The electrochemical CO₂ reduction reaction (CO₂RR) represents a critical approach toward the carbon-neutral or carbon-negative production of value-added products. In this presentation, we will present design rules to control the electrochemical parameters and microenvironment towards CO₂ conversion to carbon nanotubes and other nanostructured carbons with high Faradaic efficiency (>80%) in molten salt electrolyte. These carbon nanostructures are particularly attractive to produce fixed forms of carbon for carbon-negative processes that do not lead to the re-emission of CO₂.

To this end, we will describe our efforts in molten salt CO₂ reduction reaction (MSCO₂RR) to valuable carbon nanostructures.
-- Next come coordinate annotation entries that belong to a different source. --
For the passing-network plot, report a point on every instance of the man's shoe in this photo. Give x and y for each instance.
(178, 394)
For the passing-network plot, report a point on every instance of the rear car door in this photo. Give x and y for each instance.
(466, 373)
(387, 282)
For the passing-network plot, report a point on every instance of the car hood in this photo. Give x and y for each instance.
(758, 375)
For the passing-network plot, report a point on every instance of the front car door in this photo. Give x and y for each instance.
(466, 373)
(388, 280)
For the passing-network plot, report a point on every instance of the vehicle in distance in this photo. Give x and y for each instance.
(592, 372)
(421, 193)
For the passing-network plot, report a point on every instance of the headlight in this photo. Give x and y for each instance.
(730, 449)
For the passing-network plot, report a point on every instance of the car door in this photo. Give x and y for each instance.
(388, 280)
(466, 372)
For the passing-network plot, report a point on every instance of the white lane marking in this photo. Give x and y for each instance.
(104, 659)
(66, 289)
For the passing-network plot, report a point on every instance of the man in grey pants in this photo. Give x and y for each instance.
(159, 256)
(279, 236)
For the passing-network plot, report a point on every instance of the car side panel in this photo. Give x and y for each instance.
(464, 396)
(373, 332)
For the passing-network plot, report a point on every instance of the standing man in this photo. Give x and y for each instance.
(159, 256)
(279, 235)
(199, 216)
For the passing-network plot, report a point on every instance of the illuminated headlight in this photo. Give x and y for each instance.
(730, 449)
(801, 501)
Overall, carbon nanostructures also represent useful value-added products with market value for CNTs on the order of $100 USD/kg. In contrast to aqueous CO₂ electroreduction, molten salt electrochemistry offers a microenvironment that can convert CO2 to cathodic solid carbon via an electrochemical CO₂ reduction reaction. Through systematic experiments, we elucidate the effects of changing electrolyte, catalyst composition, and temperature, amongst other factors, to control carbon nanostructure growth, as will be described in this presentation. Finally, informed by the design principles that we have discovered, we will share our findings on the technoeconomic analysis of MSCO₂RR, which suggest that MSCO₂RR to CNTs can be a profitable CO₂-negative technology at a commercial scale, suggesting a viable route to commercialization of this CO₂-negative technology.